At the time most African countries gained their independence in the 1960s, they had higher average incomes and better public services than most Asian countries. Kenyans lived better than Malaysians; people in the Ivory Coast were richer than South Koreans; Zimbabweans were healthier, longer-lived and better-educated than Chinese. And there were more and worse wars in Asia than in Africa.
Now it's all dramatically the other way round, but why? Individual Africans are no less intelligent, hard-working or ambitious than individual Asians, so the answer must lie in the system. And the most striking characteristic of that system is the sheer number of independent states within Africa: fifty-three of them, in a continent that has fewer people than either India or China.
This is where the discussion usually veers off into a condemnation of the arbitrary borders drawn by the old colonial powers, which paid little heed to the ethnic ties of the people within them, but that is not the point at all. The point is that at least half of the fifty-three African countries have greater ethnic diversity within their borders than all of China. A few, like Nigeria, approach India in the sheer range and diversity of their languages, religions and ethnic identities.
You CANNOT draw rational borders for Africa that give each ethnic group its own homeland. Even if you refused that privilege to groups of less than half a million people, you'd end up with over 200 countries. So the old Organization of African Unity decreed that the colonial borders must remain untouchable, because the only alternative seemed to be several generations of separatist ethnic wars.
The problem is that quite a few of the separatist ethnic wars happened anyway, and many other African countries, to avoid that fate, became tyrannies where a "big man" from one of the dominant ethnic groups ruled over the rest by a combination of patronage and violence. Time was wasted, lives were lost, and things went backwards. It was nobody's fault, but Africa needs to change this system.
There are over two hundred ethnic groups in Africa that have over half a million people, and NONE (except the Arabs of North Africa) that amount to even five percent of the continent's population. Only three languages -- Mandarin Chinese, Hindi and Japanese -- account for half the population of Asia. Even in Europe, eight languages account for 75 percent of the continent's population. Africa is different, and maybe the national state (or, rather, the pseudo-national state) is not the answer there.
The African federalists imagine a solution that jumps right over that problem: a single African Union modeled on the European Union, but where no ethnic group is even five percent of the population.
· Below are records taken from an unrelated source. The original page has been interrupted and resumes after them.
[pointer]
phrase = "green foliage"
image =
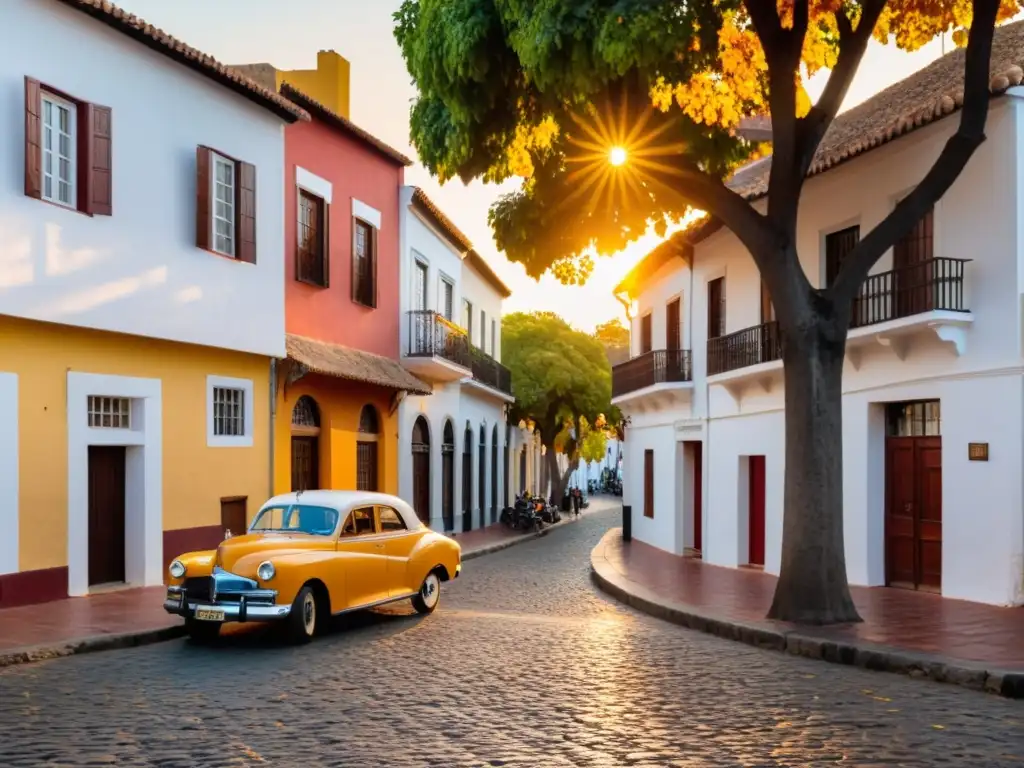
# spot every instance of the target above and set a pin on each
(558, 374)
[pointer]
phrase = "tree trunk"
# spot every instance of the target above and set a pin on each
(812, 586)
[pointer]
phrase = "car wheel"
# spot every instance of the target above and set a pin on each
(429, 595)
(202, 633)
(302, 619)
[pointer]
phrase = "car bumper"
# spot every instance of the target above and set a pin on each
(243, 610)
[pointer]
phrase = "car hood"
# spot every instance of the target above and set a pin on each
(243, 553)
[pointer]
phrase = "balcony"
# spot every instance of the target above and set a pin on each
(438, 349)
(491, 376)
(655, 378)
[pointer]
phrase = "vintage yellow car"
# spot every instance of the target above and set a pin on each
(312, 554)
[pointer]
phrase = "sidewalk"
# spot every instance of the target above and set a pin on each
(136, 616)
(923, 635)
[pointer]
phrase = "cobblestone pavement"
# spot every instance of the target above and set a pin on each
(524, 664)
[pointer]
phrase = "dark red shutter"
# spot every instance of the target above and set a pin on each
(98, 162)
(246, 223)
(33, 139)
(204, 214)
(326, 241)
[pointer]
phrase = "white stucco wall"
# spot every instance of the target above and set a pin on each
(980, 390)
(137, 271)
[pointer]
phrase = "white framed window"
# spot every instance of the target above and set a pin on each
(109, 413)
(228, 412)
(58, 151)
(222, 194)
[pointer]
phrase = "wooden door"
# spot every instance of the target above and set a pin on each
(697, 495)
(107, 514)
(305, 463)
(913, 512)
(232, 515)
(756, 478)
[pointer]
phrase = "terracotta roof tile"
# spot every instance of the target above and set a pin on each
(204, 64)
(354, 365)
(344, 124)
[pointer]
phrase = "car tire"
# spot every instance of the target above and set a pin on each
(301, 624)
(202, 633)
(429, 595)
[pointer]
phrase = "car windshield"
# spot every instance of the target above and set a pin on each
(297, 518)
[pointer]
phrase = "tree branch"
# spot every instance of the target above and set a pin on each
(947, 167)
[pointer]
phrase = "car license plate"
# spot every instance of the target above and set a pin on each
(210, 614)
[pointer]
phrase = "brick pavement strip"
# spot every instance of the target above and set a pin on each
(175, 628)
(767, 635)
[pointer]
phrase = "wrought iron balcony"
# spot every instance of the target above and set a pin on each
(488, 371)
(659, 367)
(430, 335)
(933, 285)
(748, 347)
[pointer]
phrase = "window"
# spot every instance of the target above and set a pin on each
(364, 263)
(225, 205)
(389, 520)
(648, 483)
(359, 522)
(229, 412)
(448, 299)
(68, 151)
(645, 334)
(420, 286)
(110, 413)
(716, 308)
(312, 247)
(838, 247)
(673, 330)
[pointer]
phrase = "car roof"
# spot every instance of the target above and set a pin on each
(346, 500)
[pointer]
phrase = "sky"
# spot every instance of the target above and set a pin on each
(288, 36)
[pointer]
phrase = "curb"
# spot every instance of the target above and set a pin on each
(973, 675)
(147, 637)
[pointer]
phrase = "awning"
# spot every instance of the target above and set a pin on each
(354, 365)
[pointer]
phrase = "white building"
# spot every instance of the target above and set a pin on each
(454, 445)
(141, 297)
(934, 361)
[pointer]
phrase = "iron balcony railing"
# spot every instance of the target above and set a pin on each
(432, 336)
(658, 367)
(488, 371)
(748, 347)
(927, 286)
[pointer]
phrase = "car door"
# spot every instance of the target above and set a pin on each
(363, 555)
(398, 543)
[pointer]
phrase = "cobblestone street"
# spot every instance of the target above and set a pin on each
(523, 664)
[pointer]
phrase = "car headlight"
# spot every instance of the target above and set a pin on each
(265, 570)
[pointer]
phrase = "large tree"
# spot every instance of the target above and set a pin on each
(561, 93)
(560, 378)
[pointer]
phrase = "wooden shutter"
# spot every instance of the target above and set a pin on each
(204, 213)
(97, 165)
(245, 222)
(33, 139)
(648, 483)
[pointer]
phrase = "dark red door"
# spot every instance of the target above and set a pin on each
(697, 495)
(107, 514)
(913, 512)
(757, 511)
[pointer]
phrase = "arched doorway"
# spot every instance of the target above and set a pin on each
(494, 474)
(448, 476)
(467, 479)
(305, 444)
(481, 476)
(421, 469)
(367, 477)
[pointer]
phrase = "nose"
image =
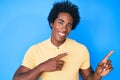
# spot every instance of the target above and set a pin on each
(64, 28)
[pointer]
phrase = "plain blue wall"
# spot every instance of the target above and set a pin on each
(24, 23)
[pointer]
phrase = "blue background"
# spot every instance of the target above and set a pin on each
(24, 23)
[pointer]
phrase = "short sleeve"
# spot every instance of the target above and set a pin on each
(86, 59)
(29, 60)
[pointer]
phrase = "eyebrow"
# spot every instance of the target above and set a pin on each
(63, 21)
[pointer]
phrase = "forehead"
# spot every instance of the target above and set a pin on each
(64, 15)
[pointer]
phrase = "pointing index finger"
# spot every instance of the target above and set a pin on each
(60, 56)
(108, 55)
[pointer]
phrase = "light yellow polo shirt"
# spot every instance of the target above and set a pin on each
(77, 58)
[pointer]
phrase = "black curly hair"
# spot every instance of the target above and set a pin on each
(64, 6)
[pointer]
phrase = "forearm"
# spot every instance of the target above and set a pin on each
(32, 74)
(94, 76)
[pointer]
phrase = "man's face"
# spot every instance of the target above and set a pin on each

Then politics stops being a zero-sum ethnic competition (at least in theory) and starts being about the general welfare. And also, in theory, the continent starts to fulfill its potential. We will all be a good deal older before the African Union, or whatever it will eventually be called, becomes more than a dream, but in the end it may. As Alpha Oumar Konare, former president of Mali and head of the African Union, said at the start of the summit: "The battle for the United States of Africa is the only one worth fighting for this generation -- the only one that can provide the answers to the thousand-and-one problems faced by the populations of Africa."